OK. As far as I can deduce, systemd appears to have an issue where it is not respecting TimeoutStartSec values for Type=notify services. I made a one line change on a custom build of K3s

[root@cannon01 k3s]# git diff pkg/cli/server/server.go
diff --git a/pkg/cli/server/server.go b/pkg/cli/server/server.go
index 2d80ca222f..e7aea5d9a7 100644
--- a/pkg/cli/server/server.go
+++ b/pkg/cli/server/server.go
@@ -39,6 +39,7 @@ func Run(app *cli.Context) error {
 }

 func run(app *cli.Context, cfg *cmds.Server) error {
+       systemd.SdNotify(true, "READY=1\n")
        var (
                err error
        )
[root@cannon01 k3s]#

and now K3s is starts reliably on multiple CentOS 7.8/7.9 test systems with stock settings. I can only assume that the reason for us hitting this bug now is due to changes to K8s 1.19 affecting start up time.

brandond commented 3 years ago

It appears that this is related to a commit backported by RHEL: https://github.com/systemd-rhel/rhel-7/commit/273d69011bf2a8abfcef71e33e6b6ae3323dfc34

This change appears to make it so that if any child processes exit (generating SIGCHLD) before we send our startup notification to systemd, systemd will mark the unit as failed and send termination signals to all the remaining child processes. There is also something else going on relating to the service_notify_cgroup_empty_event that's triggered by the sigchld handler, but I haven't bothered to track that down.

I think the --docker flag comes into play because we start forking things sooner when we don't have to wait for containerd to start up.

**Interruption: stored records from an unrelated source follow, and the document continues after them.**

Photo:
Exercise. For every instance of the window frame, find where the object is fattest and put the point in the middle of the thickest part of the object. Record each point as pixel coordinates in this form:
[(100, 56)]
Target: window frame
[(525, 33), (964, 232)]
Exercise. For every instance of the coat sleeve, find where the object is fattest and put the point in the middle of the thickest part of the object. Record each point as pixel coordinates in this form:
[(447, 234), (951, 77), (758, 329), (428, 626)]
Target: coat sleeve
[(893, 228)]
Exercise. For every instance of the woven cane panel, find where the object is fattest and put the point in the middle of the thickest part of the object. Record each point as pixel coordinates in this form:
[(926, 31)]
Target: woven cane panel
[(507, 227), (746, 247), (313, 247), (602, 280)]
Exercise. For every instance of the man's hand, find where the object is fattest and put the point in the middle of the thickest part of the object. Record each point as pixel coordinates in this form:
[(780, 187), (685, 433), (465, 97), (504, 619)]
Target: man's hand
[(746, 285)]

Since we do a fair bit of forking out to subshells during various parts of our startup, we will either need to move the startup notification earlier in startup (which reduces its usefulness) or just switch to type=exec.

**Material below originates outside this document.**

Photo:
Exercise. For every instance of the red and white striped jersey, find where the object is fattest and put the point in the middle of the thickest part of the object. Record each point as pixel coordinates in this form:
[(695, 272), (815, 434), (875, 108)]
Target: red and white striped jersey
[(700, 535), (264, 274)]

Oats87 commented 3 years ago

Summary of findings:

We believe that the change https://github.com/systemd-rhel/rhel-7/commit/273d69011bf2a8abfcef71e33e6b6ae3323dfc34#diff-88a01402a6feb6c8a13f32a718325c7fdbdd4ca47de52b147ff75eaace8e1903R2568 here is causing us problems, due to the way we handle the way we live under the various cgroups.

When we initially start, the k3s process lives under /system.slice/k3s.service. We eventually will end up living under /systemd/system.slice (i.e. we move). In the case of --docker, this leaves the k3s.service slice empty, hence triggering the cgroup is empty messages. When we start our own containerd, the various containers continue to live under the k3s.service cgroup, hence systemd sees that it is not empty and doesn't nix the main process. Note that we only move when we start the agent -- this is why --disable-agent allows a successful startup.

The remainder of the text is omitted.